Problems with proxy classes and a proposed resolution
adinn Mar 16, 2010 11:16 AMThis discussion is prompted in part by Mark Stuberg's note and in part by looking at JASSIST-42 which identifies various problems with the current use of writeRepace to support proxy serialization. The comments on JASSIST-42 contain a prescription for how to solve the serialization problems provided by David Lloyd. I impemented tis solution and, unfortunately, although it almost works is still suffers from a couple of serious problems. Although it might be possible to get round these the solution requires javassist clients to do a lot of extra work and is likely to be error-prone.
I have identifed an alternative solution which should also ensure that cached proxy classes can be reused much more often both when performing serialization and in normal use of proxies. The only drawback is a very small change to the proxy factory/class API which will require existinng client code to be modified very slightly. The proposed fix can be used with the writeReplace style serialization solution to ensure that deserialized proxies can share the same cached class and do not fail to find the correct class. It can also be used to support serialization/eserialization using David Lloyd's proposal which provides much better quality serialiation (e.g. superclass fields are not lost) but is a tiny bit harder for clients to use. I have nearly finished a prototype which enables both alternatives to be made available so, modulo the small factory API change, we can retain compatibility for code which currently uses writeReplace based serialization.
There are two related problems with the current proxy cache. The first is to do with identity, the second with naming.. The identity of a cache entry (a proxy class) associated wiht some given classloader is determined from four sets of data:
- the super class s
- the interface set i1,...,ik
- the proxy filter f
- the proxy handler h
Following the fix for JASSIST-104 the per-classloader cache is a hashmap keyed by a string derived from the names of the classes in the first two data sets: i.e. of the form sn$i1n$...ikn$. where sn is the (String) name of s, i1n is the name of i1 etc All proxy classes with a given super and interface set are stored in a list under this key. The list contains entries each of which stores a filter f1, handler h1 and weak reference to the associated class pc1. So, when creating a class with the specified data set s, i1...,ik, f, h the key is constructed and the relevant list located and traversed looking for an entry where f1 == f and h1 == h.

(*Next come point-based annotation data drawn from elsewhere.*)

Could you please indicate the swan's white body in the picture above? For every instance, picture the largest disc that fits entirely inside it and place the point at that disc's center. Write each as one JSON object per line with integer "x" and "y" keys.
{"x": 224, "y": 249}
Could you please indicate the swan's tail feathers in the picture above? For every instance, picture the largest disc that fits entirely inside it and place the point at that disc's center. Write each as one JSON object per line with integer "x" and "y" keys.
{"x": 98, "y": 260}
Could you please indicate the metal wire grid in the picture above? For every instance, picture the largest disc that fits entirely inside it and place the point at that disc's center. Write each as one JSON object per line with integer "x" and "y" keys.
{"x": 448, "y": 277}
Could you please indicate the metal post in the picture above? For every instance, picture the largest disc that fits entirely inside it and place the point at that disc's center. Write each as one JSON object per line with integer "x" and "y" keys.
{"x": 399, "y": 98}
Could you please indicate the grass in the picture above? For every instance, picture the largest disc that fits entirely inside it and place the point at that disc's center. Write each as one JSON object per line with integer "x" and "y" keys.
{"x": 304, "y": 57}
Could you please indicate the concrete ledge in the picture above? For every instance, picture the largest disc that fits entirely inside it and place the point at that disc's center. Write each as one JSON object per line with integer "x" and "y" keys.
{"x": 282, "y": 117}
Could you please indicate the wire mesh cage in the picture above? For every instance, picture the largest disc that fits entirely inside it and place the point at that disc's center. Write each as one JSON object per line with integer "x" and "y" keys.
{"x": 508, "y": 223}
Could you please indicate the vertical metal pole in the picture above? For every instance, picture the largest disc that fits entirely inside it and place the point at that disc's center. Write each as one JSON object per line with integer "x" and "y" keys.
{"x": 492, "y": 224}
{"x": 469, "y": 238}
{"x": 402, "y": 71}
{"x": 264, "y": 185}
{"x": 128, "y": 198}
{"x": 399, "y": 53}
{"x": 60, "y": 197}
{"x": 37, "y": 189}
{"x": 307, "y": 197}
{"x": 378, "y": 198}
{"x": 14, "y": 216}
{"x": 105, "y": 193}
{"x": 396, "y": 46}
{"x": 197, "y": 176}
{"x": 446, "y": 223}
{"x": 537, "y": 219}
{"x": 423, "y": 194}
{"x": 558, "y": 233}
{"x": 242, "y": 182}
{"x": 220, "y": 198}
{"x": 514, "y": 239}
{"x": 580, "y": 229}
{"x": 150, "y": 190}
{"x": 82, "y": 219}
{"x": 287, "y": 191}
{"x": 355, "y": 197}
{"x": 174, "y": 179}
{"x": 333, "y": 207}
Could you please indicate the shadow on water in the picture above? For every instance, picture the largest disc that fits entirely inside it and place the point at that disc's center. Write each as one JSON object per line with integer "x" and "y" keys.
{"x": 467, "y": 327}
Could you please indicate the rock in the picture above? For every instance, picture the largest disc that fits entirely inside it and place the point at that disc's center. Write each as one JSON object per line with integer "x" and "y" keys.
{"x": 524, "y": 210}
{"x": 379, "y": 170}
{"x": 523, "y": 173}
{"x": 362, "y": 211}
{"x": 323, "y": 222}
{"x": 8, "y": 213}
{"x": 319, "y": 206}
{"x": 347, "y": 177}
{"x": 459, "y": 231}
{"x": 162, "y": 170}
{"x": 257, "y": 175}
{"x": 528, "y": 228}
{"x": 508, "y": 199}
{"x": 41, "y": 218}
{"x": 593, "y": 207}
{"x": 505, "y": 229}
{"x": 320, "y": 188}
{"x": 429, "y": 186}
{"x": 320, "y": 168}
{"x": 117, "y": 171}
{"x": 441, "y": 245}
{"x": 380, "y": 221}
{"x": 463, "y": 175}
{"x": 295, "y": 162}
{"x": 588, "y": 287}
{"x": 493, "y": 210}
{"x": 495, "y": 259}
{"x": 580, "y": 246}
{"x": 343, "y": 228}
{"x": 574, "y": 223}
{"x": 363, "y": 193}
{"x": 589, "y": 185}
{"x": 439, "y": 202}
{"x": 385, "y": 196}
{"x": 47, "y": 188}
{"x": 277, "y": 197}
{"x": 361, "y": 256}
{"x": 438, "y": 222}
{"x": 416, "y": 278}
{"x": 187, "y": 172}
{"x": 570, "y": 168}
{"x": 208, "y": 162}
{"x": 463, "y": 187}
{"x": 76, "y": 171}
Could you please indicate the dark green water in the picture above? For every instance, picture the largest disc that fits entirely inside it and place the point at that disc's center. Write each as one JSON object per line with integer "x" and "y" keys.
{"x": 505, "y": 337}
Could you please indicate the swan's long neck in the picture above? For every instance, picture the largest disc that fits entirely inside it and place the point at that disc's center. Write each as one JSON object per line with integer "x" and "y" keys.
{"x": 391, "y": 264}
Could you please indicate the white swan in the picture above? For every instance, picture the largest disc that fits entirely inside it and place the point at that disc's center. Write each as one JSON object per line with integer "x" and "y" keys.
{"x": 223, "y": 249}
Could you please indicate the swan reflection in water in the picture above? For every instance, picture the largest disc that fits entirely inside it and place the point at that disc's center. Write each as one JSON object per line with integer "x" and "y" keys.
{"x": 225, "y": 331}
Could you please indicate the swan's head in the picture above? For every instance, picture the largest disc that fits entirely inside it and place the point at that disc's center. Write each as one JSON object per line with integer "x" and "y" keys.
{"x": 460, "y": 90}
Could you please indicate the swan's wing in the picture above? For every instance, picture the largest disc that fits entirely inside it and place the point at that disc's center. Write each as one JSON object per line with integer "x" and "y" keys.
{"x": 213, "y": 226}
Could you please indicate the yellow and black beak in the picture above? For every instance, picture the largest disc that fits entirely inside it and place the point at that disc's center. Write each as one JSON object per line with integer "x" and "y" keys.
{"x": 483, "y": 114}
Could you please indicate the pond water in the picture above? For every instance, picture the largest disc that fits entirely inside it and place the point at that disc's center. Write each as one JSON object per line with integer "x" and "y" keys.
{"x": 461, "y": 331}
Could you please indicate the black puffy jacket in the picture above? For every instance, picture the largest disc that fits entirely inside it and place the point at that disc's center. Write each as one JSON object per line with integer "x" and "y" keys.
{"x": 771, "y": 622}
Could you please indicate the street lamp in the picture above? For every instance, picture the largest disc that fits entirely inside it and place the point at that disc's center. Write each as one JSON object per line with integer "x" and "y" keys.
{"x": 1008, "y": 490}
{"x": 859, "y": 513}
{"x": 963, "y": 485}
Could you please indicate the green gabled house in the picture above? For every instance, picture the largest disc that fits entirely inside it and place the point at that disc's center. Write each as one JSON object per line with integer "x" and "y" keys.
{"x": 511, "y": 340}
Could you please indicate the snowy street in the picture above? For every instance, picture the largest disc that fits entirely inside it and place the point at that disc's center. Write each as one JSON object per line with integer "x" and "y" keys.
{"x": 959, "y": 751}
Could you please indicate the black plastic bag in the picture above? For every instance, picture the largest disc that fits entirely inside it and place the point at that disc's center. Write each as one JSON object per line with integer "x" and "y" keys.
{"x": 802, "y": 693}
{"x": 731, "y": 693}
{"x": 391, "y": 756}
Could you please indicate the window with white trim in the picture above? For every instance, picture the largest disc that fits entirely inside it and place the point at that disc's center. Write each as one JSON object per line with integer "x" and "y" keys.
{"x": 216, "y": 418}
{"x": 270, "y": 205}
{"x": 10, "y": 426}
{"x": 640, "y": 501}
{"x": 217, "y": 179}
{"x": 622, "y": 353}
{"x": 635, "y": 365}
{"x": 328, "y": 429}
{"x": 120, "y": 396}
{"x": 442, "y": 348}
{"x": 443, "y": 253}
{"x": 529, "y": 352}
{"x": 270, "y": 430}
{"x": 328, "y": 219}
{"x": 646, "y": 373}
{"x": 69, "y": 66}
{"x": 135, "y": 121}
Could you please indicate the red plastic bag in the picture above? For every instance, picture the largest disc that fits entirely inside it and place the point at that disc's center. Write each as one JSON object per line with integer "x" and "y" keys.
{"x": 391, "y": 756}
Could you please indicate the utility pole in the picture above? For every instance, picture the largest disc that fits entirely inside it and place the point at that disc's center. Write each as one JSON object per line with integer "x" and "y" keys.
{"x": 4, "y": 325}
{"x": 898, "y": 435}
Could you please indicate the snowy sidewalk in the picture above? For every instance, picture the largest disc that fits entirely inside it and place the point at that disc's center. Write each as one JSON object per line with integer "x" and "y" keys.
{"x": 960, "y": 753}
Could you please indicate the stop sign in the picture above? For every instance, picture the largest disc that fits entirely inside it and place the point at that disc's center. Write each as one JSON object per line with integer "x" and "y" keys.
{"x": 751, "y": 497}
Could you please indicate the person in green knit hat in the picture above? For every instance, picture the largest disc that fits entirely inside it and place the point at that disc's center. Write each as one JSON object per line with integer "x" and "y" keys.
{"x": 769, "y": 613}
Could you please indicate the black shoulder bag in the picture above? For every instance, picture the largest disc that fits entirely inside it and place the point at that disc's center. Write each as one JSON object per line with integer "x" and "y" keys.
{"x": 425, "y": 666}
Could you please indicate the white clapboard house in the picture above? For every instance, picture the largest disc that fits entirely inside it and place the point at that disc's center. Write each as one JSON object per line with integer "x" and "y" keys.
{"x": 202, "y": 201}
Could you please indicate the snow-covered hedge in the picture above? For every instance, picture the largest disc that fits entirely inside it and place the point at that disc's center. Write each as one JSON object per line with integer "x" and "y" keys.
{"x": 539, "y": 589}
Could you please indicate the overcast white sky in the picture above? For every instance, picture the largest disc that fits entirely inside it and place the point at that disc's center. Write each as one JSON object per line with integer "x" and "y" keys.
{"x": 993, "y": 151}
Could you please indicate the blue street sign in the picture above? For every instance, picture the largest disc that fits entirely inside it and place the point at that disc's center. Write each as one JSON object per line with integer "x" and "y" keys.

This already wastes an opportunity for reuse of proxy classes. If f1 and f2 are two filters which behave exactly the same then a class created with filter f1 will not be reused when creating a class withh filter f2 even if all the other elements of the iidentifying set are the same.
The problem with serialization is more severe. The current scheme based on use of method writeReplace serializes a proxy object by substituting an instance of SerializedProxy containing the identifying details sn, i1n..,ikn, f and h. At the deserializing end this results in objects sn', i1n'...,ikn', f' anf h'. The deserialized instance of SerializedProxy uses these details to lookup or craeate a proxy class pc' and create an instance p' which it then initialises with the correct handler. Unfortunately, this also loses all data locate in instance fields iniherited from superclass s.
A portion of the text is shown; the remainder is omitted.